Taylor knew of the date rape drug from her time with the D.A.’s office. She drew in a deep breath. “Collette wouldn’t have taken that.”

“People usually don’t take that voluntarily,” he said. “There’s nothing else that we’ve found at her house, but I thought that I’d let you know. The perp could have started her off with that, then she wouldn’t have resisted as he forced her to swallow the rest of the drugs.”

As Taylor remembered something that she had forgotten, her hands shook. “Joe. Call the paramedics who arrived at Collette’s house. One of them said someone was there when they got there. I didn’t pay attention, then. In fact, I forgot about it. Until now. Maybe he was just a neighbor, but, wouldn’t a neighbor have stayed? This guy was there when I got there, he led the paramedics up the stairs, and he,” she paused, “watched. Then he disappeared. I didn’t see him. The paramedic’s description might help.”

“Whoever he is, he’s attacked your two best friends,” Joe said. “He’s extorting your father. He watched you at Collette’s house, and he contacted you last night about Andi. Listen to Brandon and the Black Raven agents. Be careful, Taylor.”
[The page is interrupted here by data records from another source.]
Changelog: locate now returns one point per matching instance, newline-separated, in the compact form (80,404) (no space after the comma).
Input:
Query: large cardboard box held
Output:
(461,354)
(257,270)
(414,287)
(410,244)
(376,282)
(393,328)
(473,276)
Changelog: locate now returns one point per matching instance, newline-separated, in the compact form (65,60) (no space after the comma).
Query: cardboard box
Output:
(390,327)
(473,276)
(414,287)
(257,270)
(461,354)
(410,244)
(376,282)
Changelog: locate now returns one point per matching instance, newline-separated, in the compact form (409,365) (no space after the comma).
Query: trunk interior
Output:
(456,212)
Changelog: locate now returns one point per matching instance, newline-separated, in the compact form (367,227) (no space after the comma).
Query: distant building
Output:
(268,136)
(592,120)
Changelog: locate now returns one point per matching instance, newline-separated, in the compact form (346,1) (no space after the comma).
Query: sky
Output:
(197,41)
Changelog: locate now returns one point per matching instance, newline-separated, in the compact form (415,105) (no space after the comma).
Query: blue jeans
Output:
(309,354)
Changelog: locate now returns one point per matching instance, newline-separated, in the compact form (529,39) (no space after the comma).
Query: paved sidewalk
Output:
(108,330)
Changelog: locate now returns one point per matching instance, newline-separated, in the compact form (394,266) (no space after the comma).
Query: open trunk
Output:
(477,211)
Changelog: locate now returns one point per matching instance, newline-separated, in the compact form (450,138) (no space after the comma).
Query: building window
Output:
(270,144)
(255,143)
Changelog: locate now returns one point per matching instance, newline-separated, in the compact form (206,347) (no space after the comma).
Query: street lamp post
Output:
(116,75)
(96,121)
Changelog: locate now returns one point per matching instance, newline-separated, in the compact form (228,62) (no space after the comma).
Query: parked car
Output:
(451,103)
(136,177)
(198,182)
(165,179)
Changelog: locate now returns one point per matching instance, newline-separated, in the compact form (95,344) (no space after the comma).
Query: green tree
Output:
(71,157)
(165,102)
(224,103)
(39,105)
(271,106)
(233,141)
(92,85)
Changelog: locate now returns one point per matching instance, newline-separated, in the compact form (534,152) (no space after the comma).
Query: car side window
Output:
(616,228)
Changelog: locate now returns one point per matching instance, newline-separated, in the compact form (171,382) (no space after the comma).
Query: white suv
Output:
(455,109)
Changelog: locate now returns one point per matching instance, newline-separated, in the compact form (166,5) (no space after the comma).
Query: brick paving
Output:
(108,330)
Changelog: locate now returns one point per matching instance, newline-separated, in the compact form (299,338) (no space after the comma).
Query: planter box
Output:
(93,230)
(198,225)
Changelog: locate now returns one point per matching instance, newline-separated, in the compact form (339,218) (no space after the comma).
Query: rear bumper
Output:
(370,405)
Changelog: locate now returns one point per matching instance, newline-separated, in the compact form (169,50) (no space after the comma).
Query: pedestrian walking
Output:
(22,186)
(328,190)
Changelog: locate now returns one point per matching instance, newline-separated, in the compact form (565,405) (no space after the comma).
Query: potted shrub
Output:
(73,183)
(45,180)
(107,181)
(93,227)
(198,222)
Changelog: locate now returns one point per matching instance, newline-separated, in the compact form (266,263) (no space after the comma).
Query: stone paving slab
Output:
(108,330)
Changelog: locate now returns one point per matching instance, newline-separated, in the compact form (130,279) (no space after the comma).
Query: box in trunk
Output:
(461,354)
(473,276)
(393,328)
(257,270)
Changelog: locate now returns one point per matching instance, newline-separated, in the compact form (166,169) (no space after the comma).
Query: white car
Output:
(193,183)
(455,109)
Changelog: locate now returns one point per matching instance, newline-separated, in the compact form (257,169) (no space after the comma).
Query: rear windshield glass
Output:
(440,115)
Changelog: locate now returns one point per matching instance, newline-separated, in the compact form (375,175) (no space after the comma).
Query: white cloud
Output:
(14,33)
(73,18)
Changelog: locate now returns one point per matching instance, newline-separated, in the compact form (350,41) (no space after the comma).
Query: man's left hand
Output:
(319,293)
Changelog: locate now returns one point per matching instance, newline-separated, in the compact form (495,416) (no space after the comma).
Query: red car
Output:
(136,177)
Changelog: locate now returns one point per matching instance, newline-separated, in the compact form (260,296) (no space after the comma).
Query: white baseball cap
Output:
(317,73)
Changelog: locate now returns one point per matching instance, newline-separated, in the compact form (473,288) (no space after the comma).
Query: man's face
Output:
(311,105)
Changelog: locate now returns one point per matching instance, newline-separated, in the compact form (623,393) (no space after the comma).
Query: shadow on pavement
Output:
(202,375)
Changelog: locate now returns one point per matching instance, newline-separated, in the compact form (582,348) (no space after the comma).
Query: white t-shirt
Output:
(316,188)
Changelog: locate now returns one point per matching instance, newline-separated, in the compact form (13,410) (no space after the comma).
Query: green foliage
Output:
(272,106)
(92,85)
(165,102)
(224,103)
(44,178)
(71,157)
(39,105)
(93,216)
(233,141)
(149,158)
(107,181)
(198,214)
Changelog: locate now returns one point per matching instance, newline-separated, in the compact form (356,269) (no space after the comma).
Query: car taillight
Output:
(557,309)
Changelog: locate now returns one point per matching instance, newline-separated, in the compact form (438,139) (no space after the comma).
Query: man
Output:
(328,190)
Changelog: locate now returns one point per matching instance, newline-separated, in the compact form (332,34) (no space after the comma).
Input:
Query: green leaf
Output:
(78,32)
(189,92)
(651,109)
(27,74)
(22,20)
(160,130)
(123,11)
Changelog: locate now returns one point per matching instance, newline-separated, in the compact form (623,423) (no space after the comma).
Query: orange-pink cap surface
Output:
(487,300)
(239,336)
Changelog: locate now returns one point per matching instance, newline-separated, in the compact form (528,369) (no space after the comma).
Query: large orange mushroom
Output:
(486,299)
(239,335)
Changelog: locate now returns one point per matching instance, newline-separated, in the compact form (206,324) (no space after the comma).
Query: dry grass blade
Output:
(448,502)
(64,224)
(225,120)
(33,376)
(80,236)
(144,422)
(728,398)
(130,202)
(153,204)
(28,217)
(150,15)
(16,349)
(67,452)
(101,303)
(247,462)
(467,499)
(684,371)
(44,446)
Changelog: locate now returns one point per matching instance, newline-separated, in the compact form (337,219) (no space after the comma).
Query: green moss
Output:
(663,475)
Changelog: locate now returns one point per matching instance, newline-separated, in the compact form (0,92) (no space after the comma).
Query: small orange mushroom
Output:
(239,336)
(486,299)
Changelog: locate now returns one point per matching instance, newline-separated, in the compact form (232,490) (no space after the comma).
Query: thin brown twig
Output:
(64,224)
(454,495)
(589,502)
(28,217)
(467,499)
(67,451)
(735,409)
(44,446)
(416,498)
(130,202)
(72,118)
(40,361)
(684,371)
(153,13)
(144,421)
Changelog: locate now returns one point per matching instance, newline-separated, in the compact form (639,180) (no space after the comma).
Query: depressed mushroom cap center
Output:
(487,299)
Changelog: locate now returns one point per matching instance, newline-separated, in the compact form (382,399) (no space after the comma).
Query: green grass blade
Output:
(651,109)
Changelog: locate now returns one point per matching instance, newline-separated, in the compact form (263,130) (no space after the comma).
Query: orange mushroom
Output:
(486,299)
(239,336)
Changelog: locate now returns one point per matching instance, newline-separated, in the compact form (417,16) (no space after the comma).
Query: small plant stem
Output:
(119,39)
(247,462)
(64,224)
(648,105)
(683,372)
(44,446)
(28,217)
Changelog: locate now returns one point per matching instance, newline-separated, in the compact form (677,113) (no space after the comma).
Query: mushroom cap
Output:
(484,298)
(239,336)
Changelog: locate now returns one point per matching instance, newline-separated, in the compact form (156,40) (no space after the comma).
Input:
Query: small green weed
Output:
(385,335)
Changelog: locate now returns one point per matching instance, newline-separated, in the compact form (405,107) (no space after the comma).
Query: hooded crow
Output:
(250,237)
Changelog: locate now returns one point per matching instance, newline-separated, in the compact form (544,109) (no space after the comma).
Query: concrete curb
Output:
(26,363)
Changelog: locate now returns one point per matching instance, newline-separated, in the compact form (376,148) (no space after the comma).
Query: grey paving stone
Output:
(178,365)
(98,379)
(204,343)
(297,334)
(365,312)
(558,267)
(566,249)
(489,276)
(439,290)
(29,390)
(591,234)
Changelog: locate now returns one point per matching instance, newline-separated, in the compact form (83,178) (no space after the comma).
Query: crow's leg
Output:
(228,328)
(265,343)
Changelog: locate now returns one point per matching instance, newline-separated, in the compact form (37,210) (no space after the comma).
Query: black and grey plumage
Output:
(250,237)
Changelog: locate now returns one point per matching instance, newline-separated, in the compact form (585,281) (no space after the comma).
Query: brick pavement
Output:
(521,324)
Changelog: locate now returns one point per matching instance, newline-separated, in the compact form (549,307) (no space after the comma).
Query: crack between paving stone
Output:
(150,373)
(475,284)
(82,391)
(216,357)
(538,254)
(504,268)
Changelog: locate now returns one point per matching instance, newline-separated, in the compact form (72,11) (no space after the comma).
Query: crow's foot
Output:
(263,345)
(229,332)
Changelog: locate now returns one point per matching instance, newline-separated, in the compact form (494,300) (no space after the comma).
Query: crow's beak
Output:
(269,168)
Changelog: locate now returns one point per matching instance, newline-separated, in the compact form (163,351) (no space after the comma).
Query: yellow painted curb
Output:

Taylor broke the connection with Joe, shut her eyes, and focused on breathing. She needed to be calm, but anxiety made each breath difficult.

One minute. Two minutes. Three.

She had a plan, she would try like hell to stick with it, and the night would come and go. She had a plan, she reminded herself, as she called her father. He sounded concerned for her and also for Andi. “I’m fine and Andi is resting,” she said. She shut her eyes. “I wanted to let you know that I will attend the gala and give the speech.”